In common with the complete tree (Figure 1), the 16S rRNA tree comprising only strain HS and the clade A Columbicola spp. symbionts also had a comb-like topology with low statistical support (Figure 5A). When the discrete-time Monte Carlo simulation was optimized to yield progenitor and descendant divergence levels matching those obtained from the real data (Figure 5A), the resulting tree (Figure 5B) was found to be very similar to the tree depicted in Figure 5A both in terms of its comb-like topology and low statistical support. In addition, both trees had a relatively wide variance in terminal branch lengths. Since our simulations only introduce point mutations and therefore yield unambiguous sequence alignments, this indicates that the lack of resolution in the real trees is indeed a function of the underlying evolutionary process, rather than an artifact of the tree-building process.

Figure 5
figure 5

Bootstrapped ML trees derived from a reduced clade A dataset and sequences derived from evolutionary simulations. The tree depicting the reduced clade A dataset (panel A) comprises only strain HS and Columbicola spp. symbionts (with terminal nodes labeled according to the numbers listed in Additional File 5).
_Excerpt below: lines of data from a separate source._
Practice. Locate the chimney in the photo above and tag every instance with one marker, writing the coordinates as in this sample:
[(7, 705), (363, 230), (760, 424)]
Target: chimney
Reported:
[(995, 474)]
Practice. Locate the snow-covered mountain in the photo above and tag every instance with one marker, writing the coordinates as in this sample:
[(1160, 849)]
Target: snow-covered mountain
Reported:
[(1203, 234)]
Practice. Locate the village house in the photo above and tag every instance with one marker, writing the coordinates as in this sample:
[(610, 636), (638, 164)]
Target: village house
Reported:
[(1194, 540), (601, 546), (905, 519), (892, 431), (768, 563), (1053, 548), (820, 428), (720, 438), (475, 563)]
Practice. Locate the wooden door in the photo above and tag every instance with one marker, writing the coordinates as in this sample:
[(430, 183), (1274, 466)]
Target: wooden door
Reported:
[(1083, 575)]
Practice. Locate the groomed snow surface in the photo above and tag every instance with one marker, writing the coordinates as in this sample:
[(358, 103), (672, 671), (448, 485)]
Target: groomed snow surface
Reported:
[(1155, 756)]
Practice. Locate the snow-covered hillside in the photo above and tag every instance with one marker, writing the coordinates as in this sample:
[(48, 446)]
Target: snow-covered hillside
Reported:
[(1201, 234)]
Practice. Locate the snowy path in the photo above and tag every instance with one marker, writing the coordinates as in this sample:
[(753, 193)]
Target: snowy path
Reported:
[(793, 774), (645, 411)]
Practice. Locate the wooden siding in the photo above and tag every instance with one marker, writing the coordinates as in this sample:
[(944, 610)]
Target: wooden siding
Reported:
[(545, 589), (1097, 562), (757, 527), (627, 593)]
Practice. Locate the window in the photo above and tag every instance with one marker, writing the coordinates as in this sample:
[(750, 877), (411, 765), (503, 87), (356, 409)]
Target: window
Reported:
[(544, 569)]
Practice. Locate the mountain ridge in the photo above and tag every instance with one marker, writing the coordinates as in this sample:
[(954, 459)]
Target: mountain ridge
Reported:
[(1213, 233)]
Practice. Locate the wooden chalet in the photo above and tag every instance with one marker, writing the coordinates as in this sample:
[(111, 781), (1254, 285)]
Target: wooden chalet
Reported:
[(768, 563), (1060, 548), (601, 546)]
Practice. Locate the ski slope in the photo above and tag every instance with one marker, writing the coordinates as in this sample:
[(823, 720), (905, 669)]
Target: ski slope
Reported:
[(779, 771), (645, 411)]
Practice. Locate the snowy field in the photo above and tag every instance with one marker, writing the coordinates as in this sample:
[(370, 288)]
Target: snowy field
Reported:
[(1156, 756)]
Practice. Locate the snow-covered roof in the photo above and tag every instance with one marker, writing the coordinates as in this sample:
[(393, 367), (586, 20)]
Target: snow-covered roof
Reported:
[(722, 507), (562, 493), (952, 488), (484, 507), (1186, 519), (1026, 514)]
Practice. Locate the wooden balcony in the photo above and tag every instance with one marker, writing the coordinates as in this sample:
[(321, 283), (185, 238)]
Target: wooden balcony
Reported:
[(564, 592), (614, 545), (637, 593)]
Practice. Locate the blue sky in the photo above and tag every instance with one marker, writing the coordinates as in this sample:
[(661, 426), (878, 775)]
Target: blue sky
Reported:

Trees in panels BE are derived from the output generated by simulation with evolutionary rates (substitutions/site/cycle) of 0.002 (progenitor) and 0.016 (descendants) for panel B and E , 0.016 for both the progenitor and descendants for panel C and 0.016 (progenitor) and 0.128 (descendants) for panel D. Terminal nodes representing the progenitor sequence are labeled “prog” and descendants are labeled with the prefix “d”, followed by the cycle number of their birth in the 5000 cycle simulation. The tree in panel E was obtained from a dataset in which one descendant was permitted to speciate at cycle 2500, giving rise to “cospec1” and “cospec2”. Mean bootstrap values (MBV), depicted at the foot of each tree were computed from bootstrap values obtained for all internal nodes in each tree. Only individual bootstrap values > 50% are depicted in the figure.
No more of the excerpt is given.